Opinião

Nova causa suspensiva da prescrição: a proposta do presidente do STF

Autores

  • Fernando Capez

    é procurador de Justiça do MP-SP mestre pela USP doutor pela PUC autor de obras jurídicas ex-presidente da Assembleia Legislativa de SP presidente do Procon-SP e secretário de Defesa do Consumidor.

  • Hans Robert

    é Professor de Direito Penal e Processo Penal da Uninove e advogado criminalista.

7 de novembro de 2019, 6h05

1. Considerações iniciais
No último dia 28 de outubro, o ministro Dias Toffoli, presidente do Supremo Tribunal Federal, enviou ao Senado e à Câmara dos Deputados sugestão para introduzir duas novas causas suspensivas da prescrição no artigo 116 do Código Penal: a interposição de recurso especial ao Superior Tribunal de Justiça e de extraordinário ao STF. A inovação é importante e vem em boa hora.

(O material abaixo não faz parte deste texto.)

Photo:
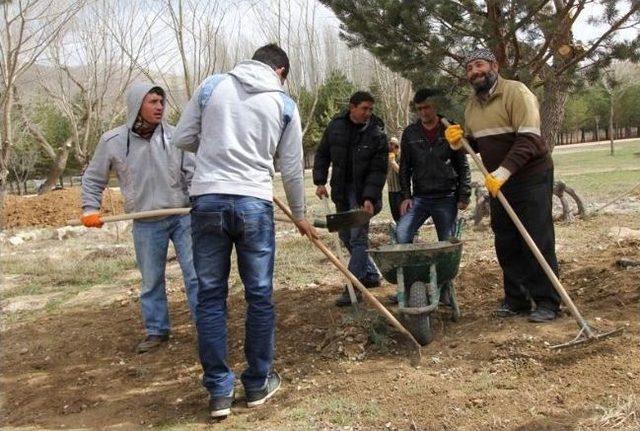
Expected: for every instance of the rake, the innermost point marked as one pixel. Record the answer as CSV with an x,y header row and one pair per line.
x,y
586,334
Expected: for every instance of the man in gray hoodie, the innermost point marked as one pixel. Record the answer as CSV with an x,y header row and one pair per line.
x,y
236,122
153,174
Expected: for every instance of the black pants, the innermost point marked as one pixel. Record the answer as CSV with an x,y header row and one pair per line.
x,y
531,199
395,199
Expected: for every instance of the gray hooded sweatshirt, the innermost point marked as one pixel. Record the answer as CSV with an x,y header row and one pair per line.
x,y
235,123
153,174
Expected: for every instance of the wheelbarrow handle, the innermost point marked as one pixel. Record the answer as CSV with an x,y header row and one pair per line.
x,y
355,282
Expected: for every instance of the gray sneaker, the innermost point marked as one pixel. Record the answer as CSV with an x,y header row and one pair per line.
x,y
220,407
151,342
256,398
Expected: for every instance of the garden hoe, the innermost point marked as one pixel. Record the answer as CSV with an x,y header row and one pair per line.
x,y
415,360
586,333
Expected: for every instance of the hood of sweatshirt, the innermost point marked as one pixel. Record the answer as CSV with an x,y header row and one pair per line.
x,y
257,77
135,96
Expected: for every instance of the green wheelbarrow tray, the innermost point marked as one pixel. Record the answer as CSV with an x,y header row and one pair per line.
x,y
421,272
416,260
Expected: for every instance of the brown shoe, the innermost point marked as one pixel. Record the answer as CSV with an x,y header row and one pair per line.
x,y
151,342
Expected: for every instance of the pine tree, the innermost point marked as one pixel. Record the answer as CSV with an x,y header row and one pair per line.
x,y
426,41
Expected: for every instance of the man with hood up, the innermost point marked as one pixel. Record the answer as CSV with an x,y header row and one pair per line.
x,y
236,122
153,174
355,146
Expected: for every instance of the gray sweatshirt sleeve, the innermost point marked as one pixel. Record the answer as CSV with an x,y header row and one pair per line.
x,y
188,166
292,166
186,136
96,177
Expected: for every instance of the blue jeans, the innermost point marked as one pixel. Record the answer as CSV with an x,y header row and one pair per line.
x,y
219,222
151,242
356,240
443,211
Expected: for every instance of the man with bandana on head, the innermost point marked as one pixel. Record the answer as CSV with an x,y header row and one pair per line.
x,y
502,123
152,174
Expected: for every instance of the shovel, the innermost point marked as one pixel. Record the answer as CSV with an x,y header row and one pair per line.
x,y
586,333
415,360
336,243
152,213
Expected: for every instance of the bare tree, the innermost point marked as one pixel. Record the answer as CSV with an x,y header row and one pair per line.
x,y
58,156
28,28
22,162
394,95
90,94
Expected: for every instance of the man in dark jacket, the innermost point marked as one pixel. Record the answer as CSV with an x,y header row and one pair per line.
x,y
439,175
355,146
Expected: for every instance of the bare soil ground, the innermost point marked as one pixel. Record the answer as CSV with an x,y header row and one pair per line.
x,y
73,365
52,209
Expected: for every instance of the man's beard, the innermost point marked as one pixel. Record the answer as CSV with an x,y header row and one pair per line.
x,y
483,87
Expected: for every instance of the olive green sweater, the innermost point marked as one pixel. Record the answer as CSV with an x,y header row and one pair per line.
x,y
505,129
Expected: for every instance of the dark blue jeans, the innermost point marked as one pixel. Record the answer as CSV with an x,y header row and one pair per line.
x,y
218,223
356,240
443,211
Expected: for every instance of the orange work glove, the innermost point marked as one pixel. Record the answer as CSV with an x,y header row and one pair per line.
x,y
92,220
454,135
496,179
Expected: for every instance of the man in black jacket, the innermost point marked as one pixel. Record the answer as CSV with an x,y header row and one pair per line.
x,y
439,175
355,146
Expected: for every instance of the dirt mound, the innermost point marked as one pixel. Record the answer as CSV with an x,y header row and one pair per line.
x,y
52,209
78,368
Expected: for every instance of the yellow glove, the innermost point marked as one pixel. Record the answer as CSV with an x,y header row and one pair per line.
x,y
454,135
496,179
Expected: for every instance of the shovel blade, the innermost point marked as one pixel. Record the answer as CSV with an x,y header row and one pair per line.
x,y
347,219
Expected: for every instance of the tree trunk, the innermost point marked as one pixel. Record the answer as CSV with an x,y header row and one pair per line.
x,y
57,168
552,109
7,135
612,131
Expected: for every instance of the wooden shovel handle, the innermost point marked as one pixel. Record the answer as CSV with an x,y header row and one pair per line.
x,y
153,213
532,245
354,280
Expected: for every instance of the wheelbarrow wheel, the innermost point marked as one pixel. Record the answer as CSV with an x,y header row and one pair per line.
x,y
419,324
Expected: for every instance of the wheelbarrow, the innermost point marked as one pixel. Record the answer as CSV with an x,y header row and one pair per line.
x,y
424,273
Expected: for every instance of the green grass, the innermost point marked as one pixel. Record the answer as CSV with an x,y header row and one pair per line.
x,y
572,163
591,171
48,274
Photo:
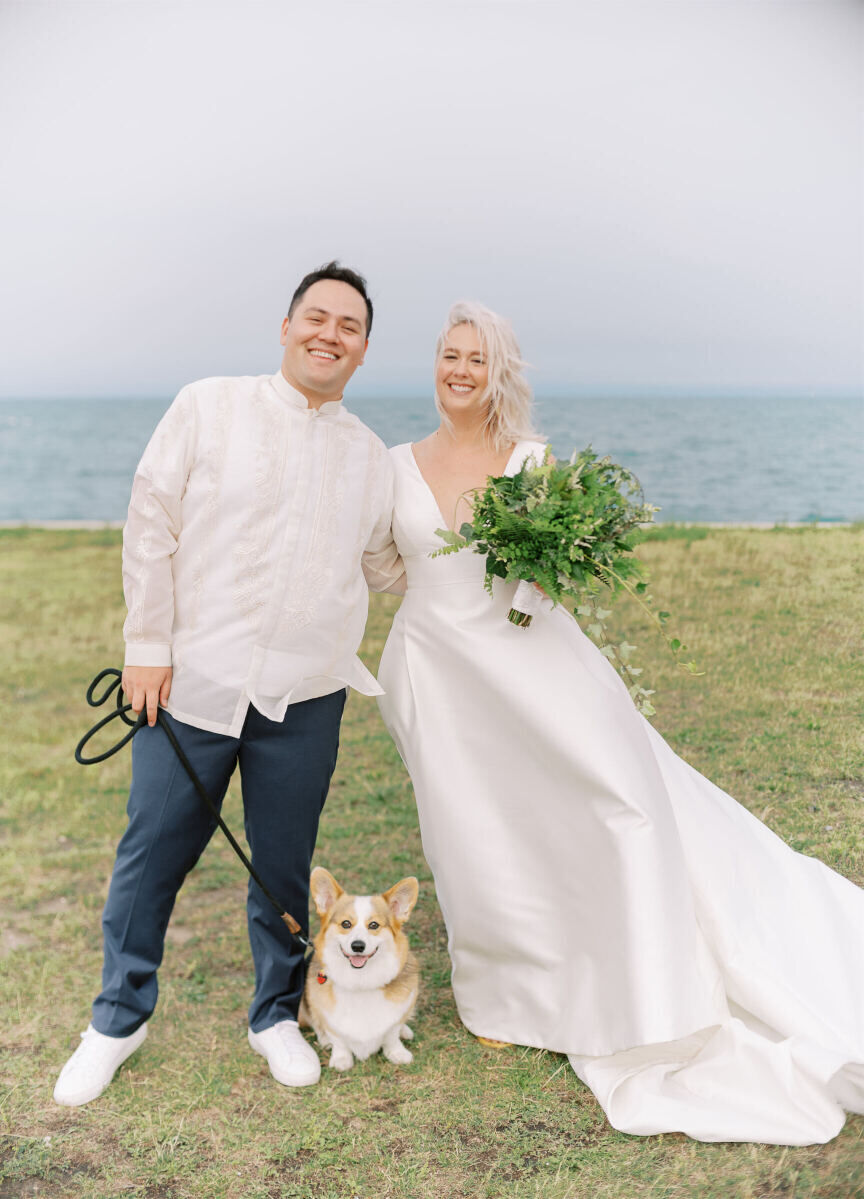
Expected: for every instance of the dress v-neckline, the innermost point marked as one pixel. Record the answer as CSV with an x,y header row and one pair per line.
x,y
431,494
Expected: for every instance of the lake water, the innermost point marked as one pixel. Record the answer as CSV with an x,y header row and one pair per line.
x,y
699,459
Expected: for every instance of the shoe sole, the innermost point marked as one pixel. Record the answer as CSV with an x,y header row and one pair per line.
x,y
83,1097
282,1082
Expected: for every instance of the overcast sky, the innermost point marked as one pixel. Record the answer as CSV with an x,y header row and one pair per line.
x,y
664,196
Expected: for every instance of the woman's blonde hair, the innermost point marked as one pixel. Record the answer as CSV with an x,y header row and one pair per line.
x,y
508,392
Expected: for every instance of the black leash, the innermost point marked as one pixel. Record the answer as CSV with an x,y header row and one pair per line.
x,y
134,727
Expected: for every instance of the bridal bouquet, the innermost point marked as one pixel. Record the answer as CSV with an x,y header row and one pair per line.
x,y
569,528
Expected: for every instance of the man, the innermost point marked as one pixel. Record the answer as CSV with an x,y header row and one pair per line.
x,y
257,511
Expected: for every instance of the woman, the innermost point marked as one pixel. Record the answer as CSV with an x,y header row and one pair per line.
x,y
600,897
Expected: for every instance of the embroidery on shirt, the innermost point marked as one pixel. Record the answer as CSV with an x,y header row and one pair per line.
x,y
269,434
309,580
218,425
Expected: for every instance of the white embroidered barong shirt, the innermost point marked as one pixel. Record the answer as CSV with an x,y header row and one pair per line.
x,y
254,526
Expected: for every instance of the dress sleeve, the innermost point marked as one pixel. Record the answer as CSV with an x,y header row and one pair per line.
x,y
151,534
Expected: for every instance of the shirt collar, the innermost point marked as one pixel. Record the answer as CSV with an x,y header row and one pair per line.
x,y
296,399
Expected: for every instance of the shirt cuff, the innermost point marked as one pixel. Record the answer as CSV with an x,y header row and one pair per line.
x,y
144,654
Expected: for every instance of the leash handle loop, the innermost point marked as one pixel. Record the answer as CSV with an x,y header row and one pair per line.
x,y
119,711
134,727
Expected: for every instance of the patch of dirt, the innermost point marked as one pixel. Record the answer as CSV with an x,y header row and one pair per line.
x,y
179,934
58,1186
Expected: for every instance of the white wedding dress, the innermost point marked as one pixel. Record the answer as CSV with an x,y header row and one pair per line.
x,y
602,898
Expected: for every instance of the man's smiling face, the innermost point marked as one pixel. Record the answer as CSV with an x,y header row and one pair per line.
x,y
325,339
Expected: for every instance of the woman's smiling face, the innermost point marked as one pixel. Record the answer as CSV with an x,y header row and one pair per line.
x,y
461,374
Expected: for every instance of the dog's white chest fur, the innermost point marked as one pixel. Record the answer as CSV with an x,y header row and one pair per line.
x,y
361,1019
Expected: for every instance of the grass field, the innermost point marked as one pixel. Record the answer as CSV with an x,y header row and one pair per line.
x,y
774,618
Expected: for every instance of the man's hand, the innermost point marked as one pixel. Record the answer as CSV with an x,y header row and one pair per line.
x,y
146,686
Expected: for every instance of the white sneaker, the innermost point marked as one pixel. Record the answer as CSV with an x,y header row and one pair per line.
x,y
291,1059
92,1065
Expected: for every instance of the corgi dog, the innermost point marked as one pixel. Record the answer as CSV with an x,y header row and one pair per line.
x,y
363,980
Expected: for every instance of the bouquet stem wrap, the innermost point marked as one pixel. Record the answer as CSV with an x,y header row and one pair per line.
x,y
526,603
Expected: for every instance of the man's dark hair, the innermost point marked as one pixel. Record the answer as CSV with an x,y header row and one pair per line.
x,y
342,275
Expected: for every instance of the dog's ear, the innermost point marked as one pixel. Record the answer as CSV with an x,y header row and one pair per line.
x,y
325,890
402,898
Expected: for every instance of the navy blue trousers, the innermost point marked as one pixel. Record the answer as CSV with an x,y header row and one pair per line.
x,y
285,770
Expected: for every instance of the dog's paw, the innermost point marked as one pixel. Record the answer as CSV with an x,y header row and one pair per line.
x,y
398,1054
340,1059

Ao inibir recursos protelatórios, atende à exigência constitucional de duração razoável do processo (Constituição Federal, artigo 5º, LXXVIII) e protege a eficácia do sistema penal, sem macular o direito de defesa.

2. O tempo e o Direito
O tempo pode ser o mesmo para todos, mas sua percepção subjetiva diverge bastante de acordo com cada situação, dificultando a definição do que venha a ser “razoável duração do processo”. Albert Einstein demonstrou que diferentes observadores, possuindo relógios idênticos, terão indicações distintas da duração do tempo, na perspectiva da teoria da relatividade[1]. O tempo não é um rótulo para todo o universo, mas perceptível diferentemente pelos mais variados estados mentais[2]: “Quando um homem se senta ao lado de uma moça bonita, durante uma hora, tem a impressão de que passou apenas um minuto. Deixe-o sentar-se sobre um fogão quente durante um minuto somente — e esse minuto lhe parecerá mais comprido que uma hora. Isso é relatividade”[3].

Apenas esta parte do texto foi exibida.